Zerbst l Mit neun Satzungen wird sich der Stadtrat auf seiner heutigen Sitzung befassen. Mehrere Änderungsvorschläge sind zu behandeln. Diese resultieren aus den erfolgten Anhörungen der Ortschaftsräte. Mit einigen Vorschlägen hat sich jetzt vorab bereits der Haupt- und Finanzausschuss beschäftigt.

Beispielsweise mit jenem aus Bornum zur Vergnügungssteuersatzung. Die dortigen Ratsmitglieder fanden, dass für Tanzveranstaltungen nur eine Steuer in Höhe von 20 Cent für jede angefangene zehn Quadratmeter Veranstaltungsfläche erhoben werden sollte statt 50 Cent. In Anbetracht des Konsolidierungszwanges, in dem sich die Stadt befindet, sprach sich Bürgermeister Andreas Dittmann (SPD) gegen eine Herabsetzung aus. "Zumal die Höhe verträglich ist", wie er fand. Als Beispiel führte er den Katharina-Saal der Stadthalle an mit einer Fläche von 530 Quadratmetern. Die Vergnügungssteuer würde sich in dem Fall 26,50 Euro pro Tanzveranstaltung belaufen. Die Ausschussmitglieder stimmten seiner Argumentation zu und lehnten den Antrag geschlossen ab.

Stattdessen sprach Alfred Schildt (Die Linke) das Thema "kriegsverherrlichende Spielautomaten" an. "Das braucht kein Mensch", regte er an, die Steuer recht hoch anzusetzen. Bislang gebe es solche Automaten nicht in der Einheitsgemeinde, erklärte Steueramtsleiterin Anja Friedrich. "Wenn wir das auch künftig nicht wollen, können wir die Bedingungen unattraktiv machen", schloss sich Silke Hövelmann (SPD) der Meinung von Alfred Schildt an - die übrigen folgten und die Verwaltung wurde mit einer entsprechenden Anpassung der Satzung beauftragt, ohne dass bereits ein Steuersatz genannt wurde.

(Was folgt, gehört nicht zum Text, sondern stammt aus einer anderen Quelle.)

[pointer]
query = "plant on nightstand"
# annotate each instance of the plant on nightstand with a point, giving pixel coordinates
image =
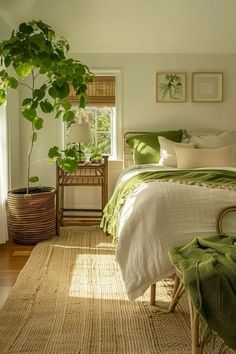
(35, 58)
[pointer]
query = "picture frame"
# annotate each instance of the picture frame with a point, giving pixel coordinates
(207, 87)
(171, 87)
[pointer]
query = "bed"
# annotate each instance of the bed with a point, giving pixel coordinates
(152, 214)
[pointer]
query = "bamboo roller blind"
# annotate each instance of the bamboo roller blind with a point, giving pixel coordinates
(101, 92)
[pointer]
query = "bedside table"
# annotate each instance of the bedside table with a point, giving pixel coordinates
(86, 174)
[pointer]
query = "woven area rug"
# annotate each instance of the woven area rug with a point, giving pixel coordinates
(70, 298)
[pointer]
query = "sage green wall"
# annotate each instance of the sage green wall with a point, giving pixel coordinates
(140, 109)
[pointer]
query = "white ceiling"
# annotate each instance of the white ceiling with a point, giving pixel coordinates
(144, 26)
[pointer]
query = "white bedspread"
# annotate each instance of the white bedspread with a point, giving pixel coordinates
(158, 215)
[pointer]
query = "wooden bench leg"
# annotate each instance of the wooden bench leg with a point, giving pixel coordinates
(197, 345)
(178, 291)
(153, 295)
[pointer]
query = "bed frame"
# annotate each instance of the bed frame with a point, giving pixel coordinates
(127, 150)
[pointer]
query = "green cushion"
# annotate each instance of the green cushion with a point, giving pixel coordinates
(146, 148)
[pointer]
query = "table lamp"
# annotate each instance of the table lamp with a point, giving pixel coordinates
(79, 133)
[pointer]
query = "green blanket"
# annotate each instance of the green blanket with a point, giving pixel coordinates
(210, 178)
(209, 275)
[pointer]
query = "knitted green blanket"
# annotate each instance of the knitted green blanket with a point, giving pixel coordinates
(206, 177)
(209, 275)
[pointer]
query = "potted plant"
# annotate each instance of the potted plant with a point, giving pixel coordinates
(34, 57)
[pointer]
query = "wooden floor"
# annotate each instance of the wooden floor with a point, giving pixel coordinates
(12, 259)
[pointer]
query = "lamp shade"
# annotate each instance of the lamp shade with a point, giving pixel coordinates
(79, 133)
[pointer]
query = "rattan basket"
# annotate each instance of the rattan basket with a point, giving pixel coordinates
(31, 217)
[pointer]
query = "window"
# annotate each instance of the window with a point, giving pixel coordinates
(101, 113)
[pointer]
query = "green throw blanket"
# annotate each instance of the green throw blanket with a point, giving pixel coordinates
(210, 178)
(209, 275)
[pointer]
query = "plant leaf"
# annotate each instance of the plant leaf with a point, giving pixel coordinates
(38, 123)
(46, 106)
(3, 96)
(54, 152)
(68, 116)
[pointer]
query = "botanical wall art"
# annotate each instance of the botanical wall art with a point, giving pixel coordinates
(207, 87)
(170, 87)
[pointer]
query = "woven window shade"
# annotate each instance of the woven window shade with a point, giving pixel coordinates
(101, 92)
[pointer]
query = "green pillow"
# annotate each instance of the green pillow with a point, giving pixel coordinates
(146, 148)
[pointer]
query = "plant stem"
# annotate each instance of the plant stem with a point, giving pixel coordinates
(31, 142)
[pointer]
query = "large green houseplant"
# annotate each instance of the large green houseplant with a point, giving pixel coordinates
(35, 58)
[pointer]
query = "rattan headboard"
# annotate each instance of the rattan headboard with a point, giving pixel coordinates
(127, 150)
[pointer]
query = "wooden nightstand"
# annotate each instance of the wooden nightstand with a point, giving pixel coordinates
(86, 174)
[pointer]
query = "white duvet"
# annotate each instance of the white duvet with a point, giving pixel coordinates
(158, 215)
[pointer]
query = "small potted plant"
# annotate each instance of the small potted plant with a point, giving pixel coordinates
(34, 57)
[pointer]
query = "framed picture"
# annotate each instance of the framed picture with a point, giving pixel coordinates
(170, 87)
(207, 87)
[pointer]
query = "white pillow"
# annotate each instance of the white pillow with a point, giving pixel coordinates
(187, 134)
(195, 158)
(167, 151)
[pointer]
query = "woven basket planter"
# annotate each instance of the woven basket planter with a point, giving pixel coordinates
(31, 217)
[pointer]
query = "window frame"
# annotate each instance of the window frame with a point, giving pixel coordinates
(117, 132)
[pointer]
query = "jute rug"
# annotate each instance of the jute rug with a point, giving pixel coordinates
(70, 298)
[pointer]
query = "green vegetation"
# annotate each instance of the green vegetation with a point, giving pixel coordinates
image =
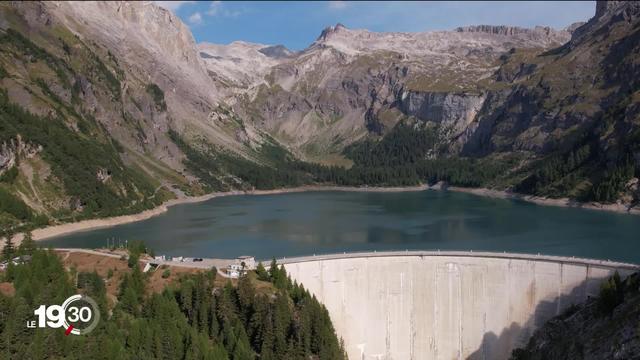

Darüber hinaus steht die Vereinheitlichung der Straßenreinigungssatzung an. Die meisten Anmerkungen aus den Ortschaftsräten bezogen sich auf die Aufnahme von Straßen beziehungsweise präzisierende Ergänzungen hinsichtlich des Winterdienstes. Aus Straguth kam zudem der Antrag, dass die zu beräumenden Flächen vorzugsweise mit Sand und Auftausalz abzustumpfen sind. Dies widerspricht jedoch zum einem dem Gesetz. Zum anderen wies das Fachamt darauf hin, dass die Formulierung "... vorzugsweise mit Sand abzustumpfen", die Nutzung von Streusalz nicht ausschließt. Das sah der Hauptausschuss genauso und votierte gegen diese Änderung.

Nicht weiter verfolgt werden soll derzeit die Festlegung aus Gehrden, einmal zu prüfen, wie viele Ortschaften an einer Straßenreinigung mit der Kehrmaschine interessiert wären und wie viele Kilometer Straßen zu kehren wären. Momentan ist die Kehrmaschine nur in der Kernstadt im Einsatz. Sie auch in die Ortsteile zu schicken, hält Andreas Dittmann für zu teuer. Schon aufgrund der Anfahrtswege würde dies "exorbitante Kosten" verursachen, war er sich sicher.

Keine weitere Diskussion gab es bei der rasch bestätigten Feuerwehrkostenersatzsatzung - nur zwei Nachfragen. Silke Hövelmann interessierte, welche Einnahmen aus dieser Satzung resultieren. Konkrete Zahlen konnte Ordnungsamtsleiterin Kerstin Gudella spontan nicht nennen. "Das ist bislang aber eine Hausnummer im Haushalt gewesen", gab sie zu. Mit der neuen Satzung würden die Einnahmen allerdings sinken. "Warum ist der Unterschied so erheblich?", hakte Steffen Grey mit Blick auf die Kostentarife nach. Anja Friedrich begründete dies mit der inzwischen geltenden Rechtssprechung, womit sich die Kalkulationsgrundlage geändert hat.

Nicht zuletzt stand noch die Friedhofssatzung für die Ortsteile und die damit verbundene Friedhofsgebührensatzung auf der Tagesordnung. Die Ratsmitglieder aus Jütrichau plädierten für eine Kostenaufteilung für die Grabstellen - 60 Prozent sollten die Bürger tragen, die übrigen 40 Prozent die Stadt finanzieren. Andreas Dittmann erklärte, dass dies eine Ungleichberechtigung zur Folge hätte. Denn für den Heidetorfriedhof in Zerbst wurde eine Gebührenssatzung mit hundertprozentiger Kostendeckung beschlossen. So fiel der Vorschlag im Ausschuss durch.